2023-11-29

  

ゲイリー・ウィノグランド

WINOGRAND, Garry (1928-1984)

ウィノグランドはロバート・フランク、ウィリアム・クラインの影響を受けて1960年代に活躍を開始し、 その後数十年に渡ってアメリカ写真界をリードしたコンテンポラリーフォトグラファーズの中心人物です。
彼は1928年ニューヨーク生まれ、 第二次世界大戦中、空軍で写真を撮影し始めます。その後ニューヨーク市大学とコロンビア大学で絵画を学び、 1951年にアレクセイ・ブロドビッチのニュースクールでフォトジャーナリズムのクラスに参加します。
1953年からフリーの写真家として"ライフ"、"ルック"など多くのグラフ雑誌で活躍しています。この頃の写真はニューヨーク近代美術館で1955年に開催された"ファミリー・オブ・マン"展に2点選出されています。

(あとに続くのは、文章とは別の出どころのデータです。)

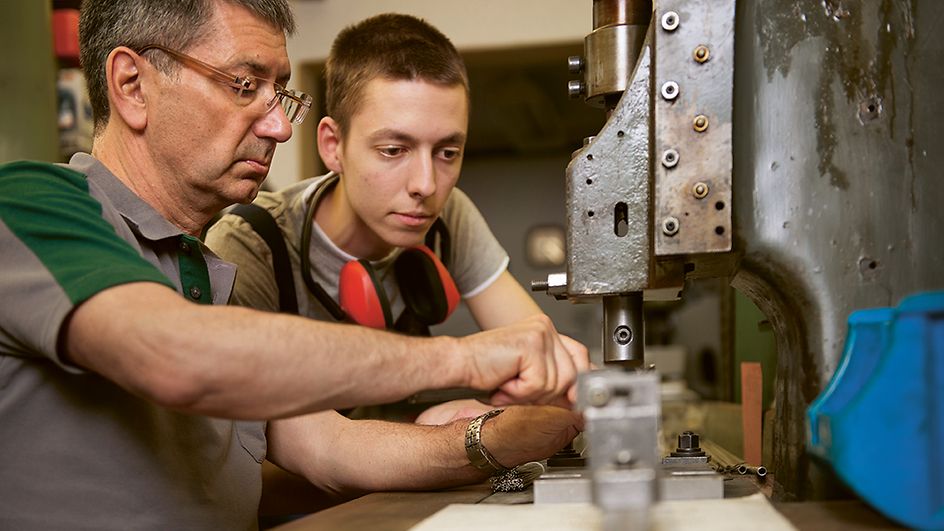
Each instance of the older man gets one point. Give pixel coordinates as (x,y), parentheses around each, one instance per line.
(127,399)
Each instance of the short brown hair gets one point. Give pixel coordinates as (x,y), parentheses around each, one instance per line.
(106,24)
(391,46)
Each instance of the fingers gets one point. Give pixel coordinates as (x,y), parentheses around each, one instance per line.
(534,364)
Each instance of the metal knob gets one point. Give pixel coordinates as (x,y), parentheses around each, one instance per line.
(575,64)
(576,88)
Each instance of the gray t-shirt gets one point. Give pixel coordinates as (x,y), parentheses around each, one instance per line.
(80,452)
(476,261)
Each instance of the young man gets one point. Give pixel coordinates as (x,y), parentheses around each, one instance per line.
(128,399)
(398,107)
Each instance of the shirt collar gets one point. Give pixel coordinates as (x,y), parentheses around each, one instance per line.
(141,217)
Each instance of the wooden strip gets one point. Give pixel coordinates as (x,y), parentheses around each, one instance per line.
(752,394)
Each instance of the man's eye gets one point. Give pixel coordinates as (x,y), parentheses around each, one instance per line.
(247,85)
(450,153)
(391,151)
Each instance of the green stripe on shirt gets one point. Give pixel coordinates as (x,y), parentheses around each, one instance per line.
(50,210)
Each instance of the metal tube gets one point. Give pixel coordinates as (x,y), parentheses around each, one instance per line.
(615,12)
(623,337)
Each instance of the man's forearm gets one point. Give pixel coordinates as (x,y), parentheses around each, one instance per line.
(239,363)
(365,455)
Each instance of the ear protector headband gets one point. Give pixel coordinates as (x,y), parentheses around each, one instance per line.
(429,292)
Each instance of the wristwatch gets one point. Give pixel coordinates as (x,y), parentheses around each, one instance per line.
(480,457)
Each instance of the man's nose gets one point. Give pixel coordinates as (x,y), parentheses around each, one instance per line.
(422,181)
(274,124)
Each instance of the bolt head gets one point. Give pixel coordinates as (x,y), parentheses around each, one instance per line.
(688,440)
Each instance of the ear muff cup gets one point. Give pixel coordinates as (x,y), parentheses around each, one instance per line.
(425,285)
(362,296)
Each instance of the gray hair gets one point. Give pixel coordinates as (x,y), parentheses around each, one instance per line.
(179,24)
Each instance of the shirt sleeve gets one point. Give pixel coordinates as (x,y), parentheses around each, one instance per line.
(234,240)
(58,251)
(477,258)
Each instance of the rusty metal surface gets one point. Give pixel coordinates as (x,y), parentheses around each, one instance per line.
(838,132)
(693,83)
(610,55)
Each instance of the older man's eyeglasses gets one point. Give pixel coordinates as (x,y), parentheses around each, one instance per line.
(250,91)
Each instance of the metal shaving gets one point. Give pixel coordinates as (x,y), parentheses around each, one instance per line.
(517,479)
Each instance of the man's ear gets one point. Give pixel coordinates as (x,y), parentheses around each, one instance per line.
(125,95)
(329,144)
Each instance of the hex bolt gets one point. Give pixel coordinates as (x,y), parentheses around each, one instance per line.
(670,21)
(700,190)
(670,226)
(576,88)
(700,123)
(670,158)
(688,446)
(575,64)
(701,53)
(623,335)
(688,440)
(669,90)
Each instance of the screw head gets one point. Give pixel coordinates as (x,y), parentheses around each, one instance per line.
(670,90)
(623,335)
(670,21)
(700,123)
(701,53)
(575,64)
(670,158)
(700,190)
(670,226)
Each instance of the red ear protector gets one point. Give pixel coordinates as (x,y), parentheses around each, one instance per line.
(429,292)
(427,288)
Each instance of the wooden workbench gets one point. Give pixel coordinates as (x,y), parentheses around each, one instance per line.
(399,511)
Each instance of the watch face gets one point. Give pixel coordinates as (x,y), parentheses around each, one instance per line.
(545,246)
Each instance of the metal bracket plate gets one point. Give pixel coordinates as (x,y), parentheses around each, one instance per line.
(693,89)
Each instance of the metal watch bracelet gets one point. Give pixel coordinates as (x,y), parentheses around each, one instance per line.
(480,457)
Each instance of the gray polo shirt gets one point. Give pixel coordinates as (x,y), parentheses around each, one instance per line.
(79,452)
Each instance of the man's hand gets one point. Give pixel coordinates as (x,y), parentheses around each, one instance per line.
(453,410)
(529,433)
(528,362)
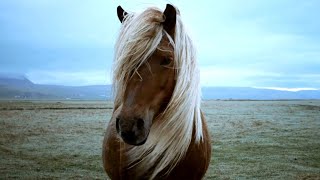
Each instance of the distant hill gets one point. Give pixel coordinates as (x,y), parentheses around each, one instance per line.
(19,87)
(256,94)
(22,88)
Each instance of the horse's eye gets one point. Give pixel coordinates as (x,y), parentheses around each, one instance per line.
(165,61)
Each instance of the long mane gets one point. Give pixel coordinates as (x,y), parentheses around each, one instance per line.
(171,132)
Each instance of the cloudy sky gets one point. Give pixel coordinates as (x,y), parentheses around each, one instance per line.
(247,43)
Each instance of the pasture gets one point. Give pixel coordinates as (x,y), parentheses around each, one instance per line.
(251,139)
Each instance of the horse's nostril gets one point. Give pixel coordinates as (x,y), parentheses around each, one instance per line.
(128,135)
(140,123)
(117,124)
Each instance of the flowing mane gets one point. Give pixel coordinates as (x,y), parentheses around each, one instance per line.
(171,132)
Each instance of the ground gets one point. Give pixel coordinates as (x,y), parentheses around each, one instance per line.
(251,139)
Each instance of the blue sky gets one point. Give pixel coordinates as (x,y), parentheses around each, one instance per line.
(248,43)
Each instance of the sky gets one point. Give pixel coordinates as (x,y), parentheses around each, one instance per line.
(240,43)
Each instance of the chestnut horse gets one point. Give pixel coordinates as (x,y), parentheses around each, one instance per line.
(157,130)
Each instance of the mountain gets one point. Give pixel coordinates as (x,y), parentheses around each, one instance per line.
(20,87)
(23,88)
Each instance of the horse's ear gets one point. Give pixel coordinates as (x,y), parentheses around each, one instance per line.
(169,23)
(121,13)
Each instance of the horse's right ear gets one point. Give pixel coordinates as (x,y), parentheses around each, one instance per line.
(121,13)
(169,23)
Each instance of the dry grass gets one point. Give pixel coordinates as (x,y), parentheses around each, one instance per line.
(252,139)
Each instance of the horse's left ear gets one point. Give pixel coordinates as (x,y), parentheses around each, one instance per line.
(121,13)
(169,23)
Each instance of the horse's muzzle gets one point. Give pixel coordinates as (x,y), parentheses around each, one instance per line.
(132,131)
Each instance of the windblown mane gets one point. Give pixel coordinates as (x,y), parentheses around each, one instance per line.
(171,132)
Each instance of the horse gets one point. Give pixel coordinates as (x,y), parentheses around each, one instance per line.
(157,129)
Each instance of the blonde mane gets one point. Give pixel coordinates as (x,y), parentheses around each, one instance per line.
(171,133)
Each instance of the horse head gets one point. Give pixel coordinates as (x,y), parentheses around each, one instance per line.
(150,85)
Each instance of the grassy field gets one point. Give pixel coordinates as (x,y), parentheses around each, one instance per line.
(251,139)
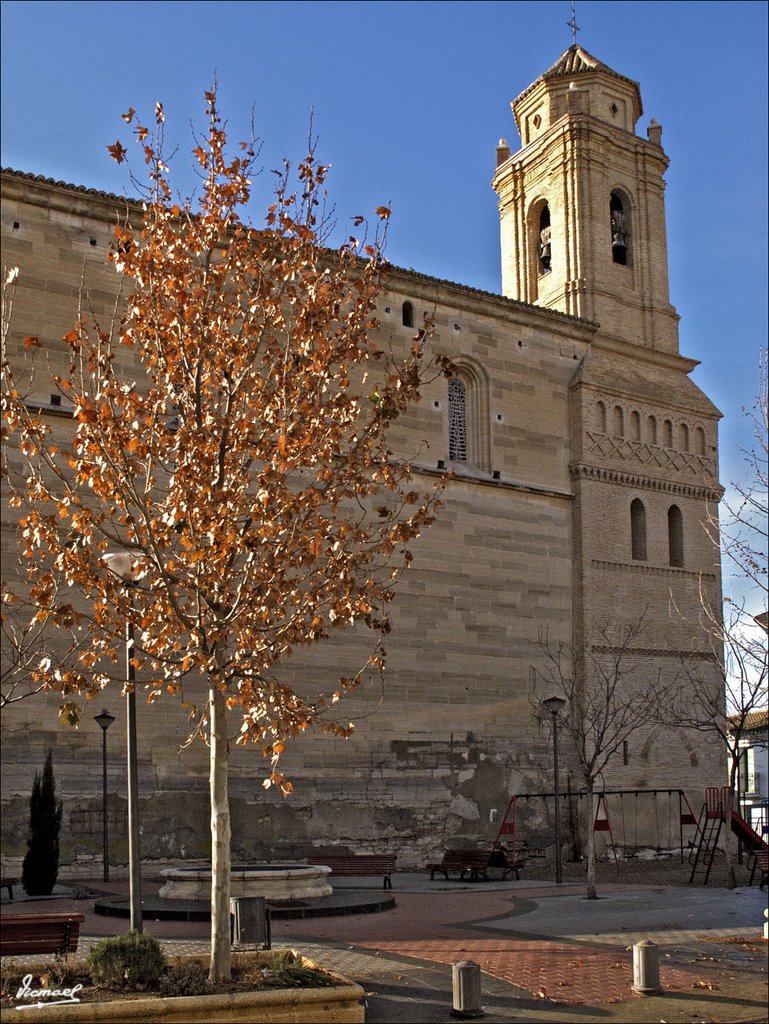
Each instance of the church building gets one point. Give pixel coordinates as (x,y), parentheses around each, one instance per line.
(584,467)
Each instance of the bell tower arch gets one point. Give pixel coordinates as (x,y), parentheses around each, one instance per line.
(602,254)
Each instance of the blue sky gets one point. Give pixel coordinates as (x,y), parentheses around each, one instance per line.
(409,100)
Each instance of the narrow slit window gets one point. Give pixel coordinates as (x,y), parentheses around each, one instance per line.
(618,422)
(600,418)
(635,425)
(638,530)
(676,536)
(618,230)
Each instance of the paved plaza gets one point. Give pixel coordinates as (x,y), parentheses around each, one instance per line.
(546,952)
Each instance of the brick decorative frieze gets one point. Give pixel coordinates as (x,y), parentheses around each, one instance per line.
(649,456)
(644,569)
(702,492)
(645,652)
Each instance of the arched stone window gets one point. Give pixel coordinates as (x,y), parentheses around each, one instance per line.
(469,430)
(617,424)
(635,426)
(457,420)
(620,224)
(638,530)
(600,418)
(545,251)
(676,536)
(699,440)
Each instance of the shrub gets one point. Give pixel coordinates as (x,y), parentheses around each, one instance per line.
(289,971)
(40,867)
(189,978)
(133,961)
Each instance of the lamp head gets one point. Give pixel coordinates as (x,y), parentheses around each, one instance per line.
(554,705)
(104,720)
(122,563)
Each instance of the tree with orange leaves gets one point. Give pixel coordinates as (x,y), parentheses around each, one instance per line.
(237,468)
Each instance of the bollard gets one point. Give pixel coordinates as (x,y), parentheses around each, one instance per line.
(646,968)
(466,988)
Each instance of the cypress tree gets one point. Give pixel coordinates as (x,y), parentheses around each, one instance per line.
(41,861)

ウィノグランドは1966年ジョージ・イーストマン・ハウスで開催された"社会的風景に向かって"に ブルース・デビットソン、リー・フリードランダー、ダニー・ライアン、デュアン・マイケルスとともにディレクターのネーサン・ライオンズにより選出され注目されます。 1967年のニューヨーク近代美術館"ニュー・ドキュメンツ"展 にもリー・フリードランダー、ダイアン・アーバスとともに選出されています。
この2つは60年代以降の新しい写真動向を決定付けたことで写真史上重要な写真展です。選ばれた写真家たちは従来の記録の為のドキュメント写真ではなく、ロバート・フランクが提示した パーソナルな視点から身の回りの社会風景を撮影していることが 大きな特徴です。ウィノグランド自身が"現実と写真は全く違う"と語っているように写真を自己表現であるとの視点に立っているのです。 そして70年代以降、35mmカメラを使用して重要な出来事を記録するのではなく、日々の生活の断片を撮影する新しいスタイルのドキュメント写真がアメリカ写真界の主流となって行きます。

ウィノグランドの写真は、影響を受けたロバート・フランクよりも系統だった知的さと分析力により成立しており、彼の知的さによって自身の経験をより複雑、微妙で、解読不能なユーモアにも似た不可思議さを持った写真表現にするのに成功しているとMOMAのジョン・シャーカフスキーは指摘しています。 彼は都市の混乱の中で作品のモチーフとなる人々の態度や存在を発見する鋭い視点を持っていました。

1969年には43枚のイメージからなる動物と人間との関係を批判的に観察した伝説的な写真集"The Animals"を刊行。1973年からテキサス大学で講師を務めています。
1975年には女性解放が一般化した後の社会状況を写真集"Women are beautiful" でスナップショット的手法で捉えています。 1977年には様々な集会に 集まった人々の姿を通して社会が大きく変動するアメリカの実像に迫った"Public relations"展をMOMAで開催しています。
1984年に亡くなった後に、膨大な未整理の写真が残されていたことで 回顧展開催まで4年の時間が費やされたことでも知られています。